Does anyone else find post-match/game/event sports interviews as dull as I do these days. When was the last time you heard a sportsperson actually say anything interesting/controversial/original while being asked a question by their respective media ?? It's the same across the sports board however this year I believe that for various reasons Rugby league has led the way in stupefying the interview to the point where you need a Rosetta Stone to decode the piffle they have been blathering. This is what I've managed to decipher so far :
‘I was really proud of the way the guys stuck it out today and I’m just looking forward to next week’s game…’ – ‘I have no idea what the question meant but this is what they told me to say at Media Training Camp.’
‘Our ball retention was lacking…’ – ‘We didn’t catch very many passes…coz we’re shit.’
‘We failed to complete our sets…’ – ‘We didn’t catch very many passes…coz we’re shit.’
‘We let ourselves down in the execution…’ – ‘We’re not a very skillful team really…coz we’re shit.’
‘We didn’t get the basics right…’ – ‘Like I said…we’re shit.’
‘I thought we lacked intensity…’ – ‘We weren’t trying very hard. I hope no one noticed.’

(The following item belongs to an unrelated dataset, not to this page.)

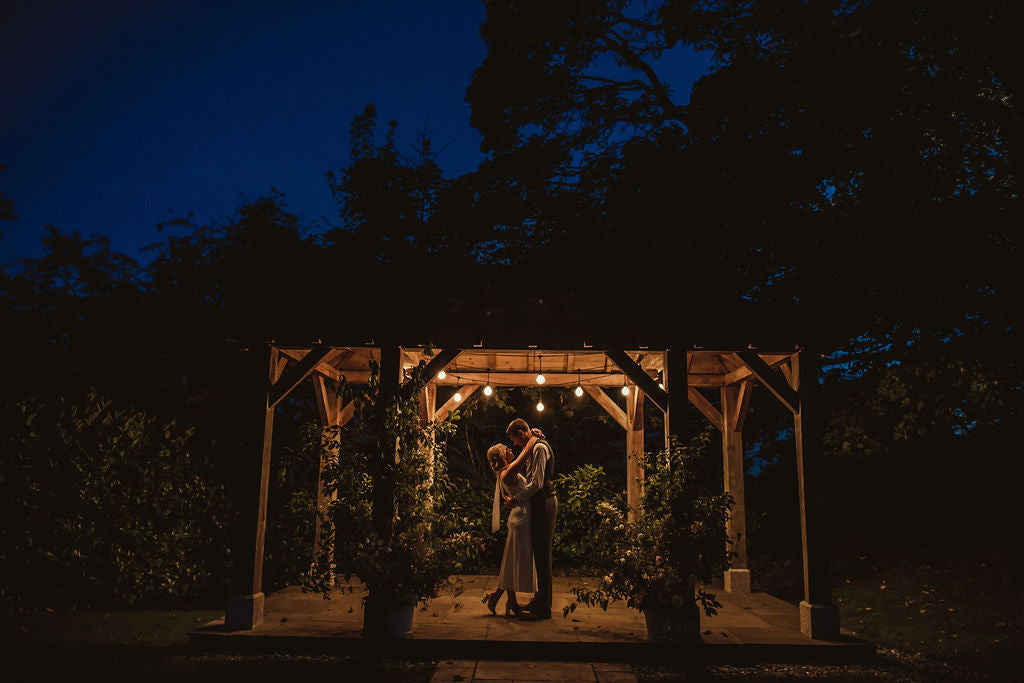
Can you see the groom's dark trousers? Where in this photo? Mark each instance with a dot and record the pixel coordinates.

‘I was really proud of the way the guys stuck it out today and I’m just looking forward to next week’s game…’ – ‘I’m a fucking moron and this is what they told me to say at Media Training Camp to avoid embarrassing myself or the team’.
‘We always expect a tough game from them…’ – ‘They were shit. I don’t know why they bothered turning up today.’
‘The score line didn’t reflect how hard it was out there…’—‘Fuck me I thought we were shit but did you see how bad those cunts were.’
‘It was a very physical game…’ – ‘Wow there was heaps of mistakes out there. I bet that was a really shit game to watch’.
‘We’re just going to give it our best shot next week’ – ‘We can’t possibly win next week. Didn’t you see how shit we were today?’
‘I was really proud of the way the guys stuck it out today and I’m just looking forward to next week’s game…’ – ‘I have brain damage and this is what they told me to say at Media Training Camp to avoid embarrassing myself or the sport.’
‘There were a lot of positives out there today.’ – ‘Fuck at least we didn’t get beaten as bad as we did last week.’
‘I think we can take a lot out of that performance…’ – ‘We had 75 ½ points head start on Footy Tab and only got beaten by 73.’
‘That’s footy I guess…’ – ‘Fuck we’re a shit team.’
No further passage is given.